Atherosclerosis is a type of lipid-induced chronic inflammatory disease. In the atherosclerotic pathologic process, monocyte-derived macrophages play a central role in the maladaptive inflammatory response. While serum-derived complement was previously believed to drive atherosclerosis pathology, recent research involving single-cell sequencing of atherosclerotic plaques suggests that these plaques contain biologically active complement, primarily sourced from macrophage subsets at the lesion site. Although it is well established that atherosclerotic plaques contain complement proteins, and these proteins have both protective and detrimental effects on the body, the exact function of the complement system in the formation of atherosclerotic foci and in spontaneous cellular responses remains unknown.
Recently, Christoph J. Binder’s research group from the Medical University of Vienna, Austria, published an article in Immunity entitled Cell-autonomous regulation of complement C3 by factor H limits macrophage efferocytosis and exacerbates atherosclerosis, providing insights into these issues.
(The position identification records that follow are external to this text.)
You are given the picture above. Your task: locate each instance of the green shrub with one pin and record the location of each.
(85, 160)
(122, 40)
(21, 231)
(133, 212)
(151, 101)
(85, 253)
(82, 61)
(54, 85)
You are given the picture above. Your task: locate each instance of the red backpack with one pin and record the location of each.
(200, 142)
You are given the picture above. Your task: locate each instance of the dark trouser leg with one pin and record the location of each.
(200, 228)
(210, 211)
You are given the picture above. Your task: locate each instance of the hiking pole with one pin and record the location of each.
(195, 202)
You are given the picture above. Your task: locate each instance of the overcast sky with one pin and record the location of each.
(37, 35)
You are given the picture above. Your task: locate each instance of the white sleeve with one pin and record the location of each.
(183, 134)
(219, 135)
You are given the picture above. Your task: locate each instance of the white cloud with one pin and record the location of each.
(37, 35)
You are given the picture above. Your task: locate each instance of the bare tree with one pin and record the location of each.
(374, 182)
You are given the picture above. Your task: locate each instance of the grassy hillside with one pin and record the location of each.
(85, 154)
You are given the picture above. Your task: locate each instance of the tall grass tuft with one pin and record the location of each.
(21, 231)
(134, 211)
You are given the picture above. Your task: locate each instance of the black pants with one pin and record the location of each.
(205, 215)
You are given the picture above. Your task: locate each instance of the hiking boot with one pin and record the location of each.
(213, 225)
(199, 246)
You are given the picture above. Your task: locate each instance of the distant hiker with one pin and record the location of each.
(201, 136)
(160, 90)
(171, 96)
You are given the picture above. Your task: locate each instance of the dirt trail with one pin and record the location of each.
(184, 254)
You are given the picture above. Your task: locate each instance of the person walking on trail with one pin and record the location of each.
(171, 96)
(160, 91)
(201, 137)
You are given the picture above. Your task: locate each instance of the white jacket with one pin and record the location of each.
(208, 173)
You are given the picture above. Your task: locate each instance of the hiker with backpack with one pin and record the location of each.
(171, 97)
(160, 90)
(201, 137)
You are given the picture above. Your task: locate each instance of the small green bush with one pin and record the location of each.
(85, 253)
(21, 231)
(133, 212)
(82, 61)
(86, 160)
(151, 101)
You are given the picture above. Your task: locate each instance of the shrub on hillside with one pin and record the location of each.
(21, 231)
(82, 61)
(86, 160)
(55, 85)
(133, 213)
Complement factor H (CFH), primarily originating in the liver, is a central regulator of the complement bypass pathway and the most abundant complement inhibitory factor in the cytosol. By accelerating C3 convertase degradation, CFH can inhibit C3 cleavage in the liquid phase and also inhibit C3 function by binding to glycosaminoglycans and malondialdehyde epitopes on the cell surface. Thus, CFH-deficient mice result in uncontrollable systemic complement activation due to continued C3 production and accumulation. Human individuals harboring CFH mutations also develop severe chronic inflammatory diseases such as membranoproliferative glomerulonephritis and age-related macular degeneration.
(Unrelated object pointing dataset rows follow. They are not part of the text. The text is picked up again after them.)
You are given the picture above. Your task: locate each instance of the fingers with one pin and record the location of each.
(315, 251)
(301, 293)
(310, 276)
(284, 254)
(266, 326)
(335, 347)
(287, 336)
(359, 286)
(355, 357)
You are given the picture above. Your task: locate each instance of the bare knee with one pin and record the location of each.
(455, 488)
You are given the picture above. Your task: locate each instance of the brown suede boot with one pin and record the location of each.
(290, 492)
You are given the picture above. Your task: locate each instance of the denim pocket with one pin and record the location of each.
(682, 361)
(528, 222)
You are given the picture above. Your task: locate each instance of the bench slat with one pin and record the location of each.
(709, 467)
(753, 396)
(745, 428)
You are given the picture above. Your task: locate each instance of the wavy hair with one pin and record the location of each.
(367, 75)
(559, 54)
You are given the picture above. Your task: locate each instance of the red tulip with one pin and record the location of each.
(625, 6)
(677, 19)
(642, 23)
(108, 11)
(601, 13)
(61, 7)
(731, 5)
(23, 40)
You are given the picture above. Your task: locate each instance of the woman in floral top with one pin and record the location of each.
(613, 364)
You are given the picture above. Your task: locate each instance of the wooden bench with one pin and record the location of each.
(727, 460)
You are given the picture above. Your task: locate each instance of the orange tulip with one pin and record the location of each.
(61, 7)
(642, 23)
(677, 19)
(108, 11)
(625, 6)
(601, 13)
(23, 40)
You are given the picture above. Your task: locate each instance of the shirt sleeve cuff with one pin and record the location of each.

The authors focused on the role of CFH in the pathologic process of atherosclerosis. Using a mouse model of atherosclerosis, the authors found that CFH deficiency effectively limits C3-dependent plaque necrosis. Knockdown of CFH in monocyte-derived inflammatory macrophages resulted in spontaneous uncontrolled C3 uptake by the cells without downstream C5 activation.
Among lymphocytes, only monocytes and macrophages express CFH, and its content increases with inflammation, synchronized with the abnormal accumulation of intracellular C3. In addition, macrophage-derived CFH effectively reduces inflammation, and CFH deficiency in the livers of atherosclerosis model mice significantly promotes cytosolic burial at lesions and reduces plaque volume. Of particular note, the authors determined that monocyte-derived inflammatory macrophages in human atherosclerotic plaques express both C3 and CFH.
In summary, the authors’ work suggests a new pathway for cell-autonomous regulation of the complement system: complement factor CFH can regulate macrophage intracellular C3 levels. This study identifies a key role for this complement regulatory mechanism in the pathologic progression of inflammatory diseases.
Reference:
1. Kiss, Máté G., et al. “Cell-autonomous regulation of complement C3 by factor H limits macrophage efferocytosis and exacerbates atherosclerosis.” Immunity 56.8 (2023): 1809-1824.